SDD document: Choice of appropriate term for inferring information on object or class trees
TDWG working group: Structure of Descriptive Data (SDD)
Introduction
An important consideration in descriptive data is that data in the object or class tree (specimen, subspecies, species, genus) are related for evolutionary as well as for logical reasons (a genus is defined as a set of species). The process of combining object descriptions to produce a parent description can be manual, as it is common in genus and family descriptions, but it can also be performed by a machine (computer program).
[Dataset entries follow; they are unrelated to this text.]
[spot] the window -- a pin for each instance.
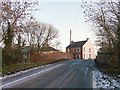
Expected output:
(84, 56)
(68, 50)
(89, 55)
(89, 49)
(77, 50)
(84, 49)
(73, 50)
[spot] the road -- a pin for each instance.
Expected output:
(64, 74)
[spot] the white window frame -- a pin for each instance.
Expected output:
(77, 49)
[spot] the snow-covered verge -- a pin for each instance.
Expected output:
(101, 80)
(21, 72)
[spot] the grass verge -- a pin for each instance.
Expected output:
(111, 70)
(14, 68)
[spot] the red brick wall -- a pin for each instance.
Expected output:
(50, 56)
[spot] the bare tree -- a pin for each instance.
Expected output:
(16, 13)
(105, 16)
(39, 35)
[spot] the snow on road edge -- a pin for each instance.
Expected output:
(101, 80)
(27, 77)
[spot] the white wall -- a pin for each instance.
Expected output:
(87, 46)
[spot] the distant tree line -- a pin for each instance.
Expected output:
(20, 29)
(105, 17)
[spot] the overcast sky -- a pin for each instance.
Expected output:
(65, 16)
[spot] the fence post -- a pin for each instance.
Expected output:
(0, 60)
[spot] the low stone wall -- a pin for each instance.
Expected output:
(39, 57)
(104, 57)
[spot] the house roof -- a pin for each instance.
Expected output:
(76, 44)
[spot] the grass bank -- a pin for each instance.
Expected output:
(112, 70)
(14, 68)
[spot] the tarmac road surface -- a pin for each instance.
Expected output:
(64, 74)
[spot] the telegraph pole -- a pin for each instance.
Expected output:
(70, 36)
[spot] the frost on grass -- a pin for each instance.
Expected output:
(101, 80)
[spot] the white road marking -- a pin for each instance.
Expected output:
(30, 76)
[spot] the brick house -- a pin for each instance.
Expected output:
(81, 49)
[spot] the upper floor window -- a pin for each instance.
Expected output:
(73, 50)
(90, 56)
(84, 49)
(89, 49)
(78, 50)
(68, 50)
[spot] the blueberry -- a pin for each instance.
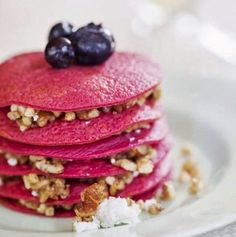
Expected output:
(59, 52)
(93, 44)
(63, 29)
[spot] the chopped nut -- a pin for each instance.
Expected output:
(21, 109)
(13, 115)
(110, 180)
(145, 166)
(46, 187)
(116, 186)
(57, 114)
(91, 197)
(126, 164)
(54, 167)
(29, 112)
(43, 119)
(191, 168)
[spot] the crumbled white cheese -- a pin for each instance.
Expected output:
(115, 211)
(12, 162)
(111, 212)
(81, 226)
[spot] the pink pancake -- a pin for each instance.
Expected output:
(61, 132)
(78, 169)
(16, 190)
(103, 148)
(144, 183)
(28, 80)
(15, 206)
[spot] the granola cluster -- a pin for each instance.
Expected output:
(46, 187)
(46, 165)
(41, 208)
(27, 117)
(90, 198)
(190, 172)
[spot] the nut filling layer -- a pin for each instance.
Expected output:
(27, 117)
(137, 159)
(41, 208)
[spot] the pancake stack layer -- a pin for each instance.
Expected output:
(62, 130)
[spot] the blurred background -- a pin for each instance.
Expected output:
(188, 37)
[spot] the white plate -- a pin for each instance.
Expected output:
(199, 111)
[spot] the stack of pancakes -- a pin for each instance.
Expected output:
(62, 130)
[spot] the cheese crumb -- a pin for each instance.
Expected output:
(115, 211)
(111, 212)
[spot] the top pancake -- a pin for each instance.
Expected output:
(28, 80)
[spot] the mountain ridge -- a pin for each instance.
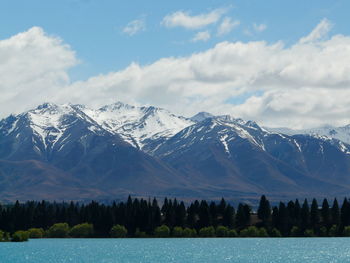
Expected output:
(120, 149)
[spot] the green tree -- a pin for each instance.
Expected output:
(243, 215)
(335, 213)
(59, 230)
(188, 232)
(275, 233)
(251, 231)
(346, 231)
(222, 231)
(118, 231)
(314, 214)
(305, 215)
(36, 233)
(345, 213)
(207, 232)
(309, 233)
(162, 231)
(323, 232)
(232, 233)
(178, 231)
(325, 213)
(264, 210)
(82, 230)
(333, 231)
(295, 231)
(20, 236)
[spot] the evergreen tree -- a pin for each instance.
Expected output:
(325, 213)
(335, 213)
(314, 214)
(345, 213)
(264, 210)
(305, 215)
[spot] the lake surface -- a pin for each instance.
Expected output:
(257, 250)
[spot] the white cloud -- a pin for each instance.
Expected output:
(134, 27)
(184, 19)
(319, 32)
(302, 85)
(33, 65)
(201, 36)
(227, 25)
(259, 27)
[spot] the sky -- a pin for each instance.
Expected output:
(280, 63)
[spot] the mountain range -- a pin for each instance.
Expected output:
(73, 152)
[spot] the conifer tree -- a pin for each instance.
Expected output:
(314, 214)
(325, 213)
(264, 210)
(335, 213)
(305, 215)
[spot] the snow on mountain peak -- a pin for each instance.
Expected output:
(138, 124)
(200, 116)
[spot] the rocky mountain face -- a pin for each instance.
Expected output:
(340, 133)
(74, 152)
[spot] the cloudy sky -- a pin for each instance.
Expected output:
(280, 63)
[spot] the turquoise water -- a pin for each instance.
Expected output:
(255, 250)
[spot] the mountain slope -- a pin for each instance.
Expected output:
(74, 152)
(340, 133)
(65, 140)
(230, 154)
(143, 127)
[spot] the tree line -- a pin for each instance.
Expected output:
(146, 218)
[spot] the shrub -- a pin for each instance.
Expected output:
(295, 232)
(118, 231)
(346, 231)
(207, 232)
(177, 231)
(82, 230)
(323, 232)
(20, 236)
(188, 232)
(221, 231)
(232, 233)
(333, 231)
(275, 233)
(162, 231)
(309, 233)
(59, 230)
(251, 231)
(36, 232)
(139, 233)
(262, 232)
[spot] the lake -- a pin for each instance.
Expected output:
(257, 250)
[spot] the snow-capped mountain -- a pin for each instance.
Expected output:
(340, 133)
(201, 116)
(72, 151)
(235, 154)
(140, 126)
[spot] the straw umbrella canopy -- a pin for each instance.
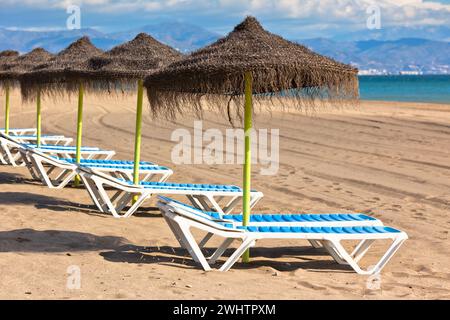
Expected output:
(12, 71)
(123, 68)
(250, 63)
(55, 77)
(7, 57)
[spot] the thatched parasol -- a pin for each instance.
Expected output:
(12, 71)
(249, 61)
(124, 66)
(121, 67)
(56, 77)
(6, 57)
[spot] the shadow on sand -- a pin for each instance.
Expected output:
(29, 240)
(261, 257)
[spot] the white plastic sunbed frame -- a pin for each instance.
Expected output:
(234, 223)
(46, 140)
(98, 183)
(182, 221)
(57, 173)
(20, 131)
(10, 146)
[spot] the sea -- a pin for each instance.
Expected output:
(421, 88)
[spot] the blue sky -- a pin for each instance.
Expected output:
(287, 17)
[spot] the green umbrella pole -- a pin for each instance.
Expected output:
(79, 129)
(248, 155)
(38, 118)
(7, 109)
(138, 134)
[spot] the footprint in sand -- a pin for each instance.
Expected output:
(311, 286)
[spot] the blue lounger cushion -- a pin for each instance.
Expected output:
(109, 162)
(280, 217)
(52, 147)
(334, 230)
(190, 186)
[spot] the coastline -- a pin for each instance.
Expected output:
(386, 159)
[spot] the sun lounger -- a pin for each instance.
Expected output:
(10, 146)
(67, 152)
(120, 202)
(286, 220)
(58, 173)
(298, 219)
(20, 131)
(45, 140)
(181, 221)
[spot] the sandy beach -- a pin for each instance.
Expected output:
(386, 159)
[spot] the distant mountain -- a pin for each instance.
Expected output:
(410, 54)
(373, 56)
(182, 36)
(436, 33)
(53, 41)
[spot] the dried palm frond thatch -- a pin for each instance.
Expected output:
(120, 67)
(7, 57)
(55, 76)
(12, 70)
(215, 74)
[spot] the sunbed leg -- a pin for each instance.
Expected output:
(361, 249)
(136, 205)
(315, 244)
(178, 234)
(335, 254)
(193, 248)
(205, 240)
(379, 266)
(220, 251)
(246, 243)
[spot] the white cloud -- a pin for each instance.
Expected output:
(394, 12)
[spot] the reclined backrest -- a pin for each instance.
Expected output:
(197, 215)
(215, 216)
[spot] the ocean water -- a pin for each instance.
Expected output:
(434, 89)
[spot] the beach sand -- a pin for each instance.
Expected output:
(390, 160)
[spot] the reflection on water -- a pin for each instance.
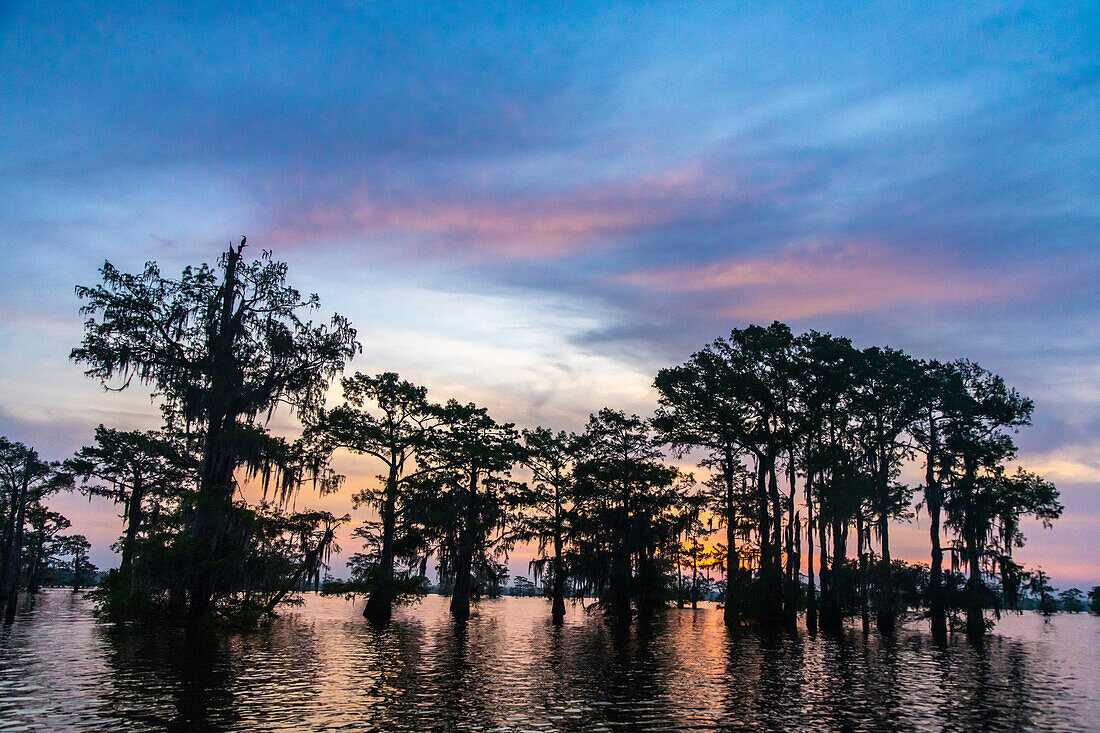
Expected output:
(510, 669)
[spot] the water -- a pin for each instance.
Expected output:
(321, 667)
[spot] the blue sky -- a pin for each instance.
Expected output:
(538, 206)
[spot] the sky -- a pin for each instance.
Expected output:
(536, 206)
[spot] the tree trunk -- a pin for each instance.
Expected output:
(558, 608)
(811, 600)
(865, 611)
(886, 615)
(934, 498)
(133, 524)
(380, 603)
(733, 561)
(15, 553)
(460, 599)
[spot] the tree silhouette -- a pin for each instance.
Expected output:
(222, 348)
(396, 435)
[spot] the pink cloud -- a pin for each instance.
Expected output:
(526, 226)
(820, 277)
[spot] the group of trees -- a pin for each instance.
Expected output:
(33, 549)
(801, 442)
(792, 424)
(222, 349)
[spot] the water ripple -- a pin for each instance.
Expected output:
(322, 667)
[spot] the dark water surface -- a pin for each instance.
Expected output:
(321, 667)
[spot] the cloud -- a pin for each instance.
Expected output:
(824, 277)
(534, 225)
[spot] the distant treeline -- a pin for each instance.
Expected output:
(800, 439)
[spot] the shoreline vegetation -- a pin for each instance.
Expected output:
(800, 441)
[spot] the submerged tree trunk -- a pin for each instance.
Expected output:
(14, 559)
(865, 612)
(733, 560)
(463, 568)
(558, 605)
(886, 613)
(380, 603)
(133, 525)
(934, 499)
(811, 600)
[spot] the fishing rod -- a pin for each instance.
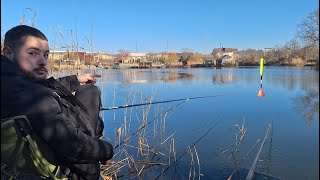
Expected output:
(157, 102)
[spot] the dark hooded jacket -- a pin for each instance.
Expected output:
(59, 122)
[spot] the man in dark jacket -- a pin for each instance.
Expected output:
(64, 122)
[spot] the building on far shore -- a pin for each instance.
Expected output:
(229, 53)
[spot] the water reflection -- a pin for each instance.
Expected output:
(223, 78)
(174, 76)
(307, 104)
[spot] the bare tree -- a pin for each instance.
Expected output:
(308, 30)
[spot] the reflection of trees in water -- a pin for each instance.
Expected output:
(173, 76)
(307, 103)
(223, 78)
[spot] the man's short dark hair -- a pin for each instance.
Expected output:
(14, 37)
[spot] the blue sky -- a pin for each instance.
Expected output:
(160, 25)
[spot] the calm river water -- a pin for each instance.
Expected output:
(290, 105)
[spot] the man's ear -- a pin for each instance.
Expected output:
(8, 52)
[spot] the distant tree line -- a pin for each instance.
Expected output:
(301, 50)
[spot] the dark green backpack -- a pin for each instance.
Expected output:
(20, 151)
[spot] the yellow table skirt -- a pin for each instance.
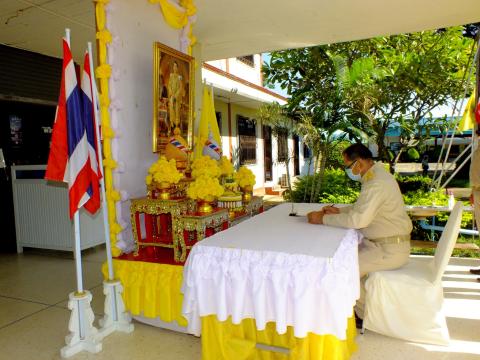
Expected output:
(225, 341)
(151, 289)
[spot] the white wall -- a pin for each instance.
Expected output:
(246, 72)
(136, 25)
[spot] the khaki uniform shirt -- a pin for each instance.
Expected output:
(379, 210)
(475, 170)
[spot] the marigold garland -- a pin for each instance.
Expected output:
(163, 170)
(205, 187)
(245, 177)
(226, 166)
(205, 166)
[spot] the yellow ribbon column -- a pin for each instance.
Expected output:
(103, 73)
(177, 18)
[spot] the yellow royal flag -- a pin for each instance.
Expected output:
(208, 127)
(468, 118)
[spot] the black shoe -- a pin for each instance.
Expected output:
(358, 322)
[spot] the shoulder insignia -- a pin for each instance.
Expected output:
(369, 175)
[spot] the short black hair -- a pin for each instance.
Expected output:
(358, 151)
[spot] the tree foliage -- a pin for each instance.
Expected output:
(364, 87)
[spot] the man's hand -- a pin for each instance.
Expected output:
(330, 210)
(315, 217)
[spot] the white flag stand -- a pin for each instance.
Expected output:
(83, 335)
(115, 317)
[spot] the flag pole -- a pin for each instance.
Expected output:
(76, 222)
(96, 118)
(115, 318)
(83, 335)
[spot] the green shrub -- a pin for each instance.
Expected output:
(335, 157)
(426, 198)
(413, 183)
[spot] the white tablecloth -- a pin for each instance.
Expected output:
(278, 268)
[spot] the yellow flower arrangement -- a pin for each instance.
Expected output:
(205, 188)
(226, 167)
(244, 177)
(163, 171)
(205, 166)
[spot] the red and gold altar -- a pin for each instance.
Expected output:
(166, 224)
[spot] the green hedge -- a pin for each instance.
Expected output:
(413, 183)
(336, 188)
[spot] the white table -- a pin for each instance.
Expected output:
(275, 268)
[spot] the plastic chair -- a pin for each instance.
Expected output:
(406, 303)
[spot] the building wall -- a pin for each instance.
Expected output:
(240, 69)
(246, 72)
(258, 168)
(135, 25)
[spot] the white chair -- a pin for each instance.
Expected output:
(406, 303)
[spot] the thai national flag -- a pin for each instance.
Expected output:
(477, 112)
(72, 157)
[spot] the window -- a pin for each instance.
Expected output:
(282, 142)
(218, 115)
(248, 60)
(247, 140)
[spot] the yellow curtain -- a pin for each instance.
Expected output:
(468, 118)
(225, 341)
(174, 17)
(208, 123)
(178, 18)
(150, 288)
(103, 73)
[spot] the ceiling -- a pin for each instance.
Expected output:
(37, 25)
(228, 28)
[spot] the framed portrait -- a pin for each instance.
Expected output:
(173, 93)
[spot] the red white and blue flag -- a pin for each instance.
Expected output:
(73, 157)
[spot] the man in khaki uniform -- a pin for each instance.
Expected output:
(379, 213)
(475, 185)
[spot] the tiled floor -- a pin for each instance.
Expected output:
(34, 288)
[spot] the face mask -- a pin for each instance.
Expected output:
(351, 175)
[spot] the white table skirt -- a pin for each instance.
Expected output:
(275, 268)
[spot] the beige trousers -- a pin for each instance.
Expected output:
(374, 256)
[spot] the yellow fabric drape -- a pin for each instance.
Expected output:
(153, 290)
(103, 73)
(150, 288)
(468, 118)
(208, 123)
(174, 17)
(178, 18)
(225, 341)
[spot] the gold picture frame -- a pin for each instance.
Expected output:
(173, 93)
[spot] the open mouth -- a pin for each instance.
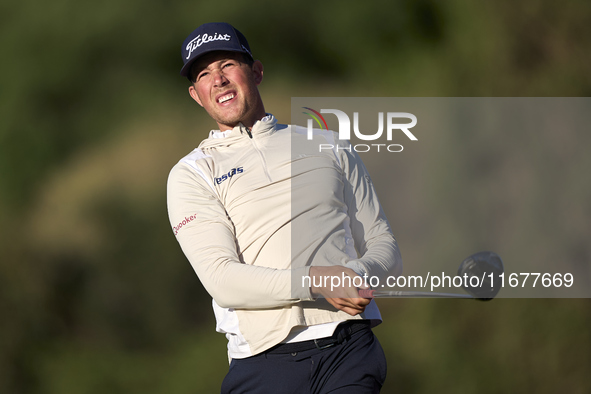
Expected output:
(226, 98)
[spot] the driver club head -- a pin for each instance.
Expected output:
(481, 265)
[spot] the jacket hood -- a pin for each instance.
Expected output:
(239, 133)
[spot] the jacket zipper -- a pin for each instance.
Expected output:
(256, 148)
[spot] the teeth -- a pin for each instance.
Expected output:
(226, 98)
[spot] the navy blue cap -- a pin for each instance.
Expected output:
(212, 37)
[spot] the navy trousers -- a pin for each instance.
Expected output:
(355, 366)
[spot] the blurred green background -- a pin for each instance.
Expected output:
(95, 294)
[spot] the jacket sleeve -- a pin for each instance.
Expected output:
(207, 238)
(374, 241)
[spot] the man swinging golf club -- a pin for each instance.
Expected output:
(263, 218)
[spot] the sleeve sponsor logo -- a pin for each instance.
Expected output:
(185, 221)
(230, 174)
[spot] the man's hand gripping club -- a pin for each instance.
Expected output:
(344, 297)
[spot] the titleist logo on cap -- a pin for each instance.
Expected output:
(200, 40)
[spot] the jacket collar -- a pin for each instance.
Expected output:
(224, 138)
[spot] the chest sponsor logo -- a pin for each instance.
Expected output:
(230, 174)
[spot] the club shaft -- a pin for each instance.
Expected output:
(409, 294)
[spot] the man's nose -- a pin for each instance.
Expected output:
(219, 79)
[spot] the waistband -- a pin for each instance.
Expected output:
(343, 332)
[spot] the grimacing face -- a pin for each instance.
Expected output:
(226, 87)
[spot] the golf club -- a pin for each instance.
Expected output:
(480, 264)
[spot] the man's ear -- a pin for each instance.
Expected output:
(257, 68)
(194, 95)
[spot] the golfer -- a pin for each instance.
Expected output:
(279, 233)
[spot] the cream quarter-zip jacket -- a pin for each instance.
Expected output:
(254, 209)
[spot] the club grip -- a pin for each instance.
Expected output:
(366, 293)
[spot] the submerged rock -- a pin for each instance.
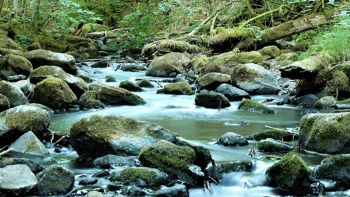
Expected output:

The latter may be a dynamic process (as far as I know to be implemented in BioLink) or may generate a static copy of data (as it is done in the CSIRO DELTA programs and in DeltaAccess).
In the discussion of some decisions about the proposed general structure of character and state information we need to refer to this process. Which term shall we use?
Current usage:
- Kevin Thiele uses "data collation" and "data inheritance".
- BioLink uses "Compile From Children" / "Inherit from Parent" (see below, in earlier discussions it was called "inferred from below" / "inferred from above"; S. Shattuck, pers. comm. 2002).
- DeltaAccess uses "Summarize"
- CSIRO DELTA uses @@sorry, could not find the correct term in the manual, but there is a functionality present@@
- Microsoft Excel uses "consolidate data" to create a spreadsheet that combines informations from multiple spreadsheets.
In the SDD minutes and other documents so far I have largely adopted the term "collation" with a sprinkle of my old "summarize". Bob Morris thinks that "collation" is inappropriate, meaning "put in order". After looking the term up in a dictionary, I tend to agree. Bob proposes "aggregation".
Available terms
Quotes from Collins English Dictionary:
- Aggregate: adj. 1. formed of separate units collected into a whole; collective; corporate. [...] noun. 3. a sum or assemblage of many separate units; sum total. vb. 7. to combine or be combined into a body, etc.
- Collate: 1. to examine and compare (texts, statements, etc.) in order to note points of agreement and disagreement.
[C16: from Latin collatus brought together (past participle of conferre to gather)]
- Consolidate: 1. to form or cause to form into a solid mass or whole; unite or be united. 2. to make or become stronger or more stable.
- Infer: 1. to conclude (a state of affairs, supposition, etc.) by reasoning from evidence; deduce. 2. to have or lead to as a necessary or logical consequence; indicate. 3. to hint or imply.
- Summarize: to make or be a summary of; express concisely. Summary: a brief account giving the main points of something
Quotes from Oxford English Dictionary (OED Online):
- Consilience: The fact of jumping together or agreeing; coincidence, concurrence; said of the accordance of two or more inductions drawn from different groups of phenomena.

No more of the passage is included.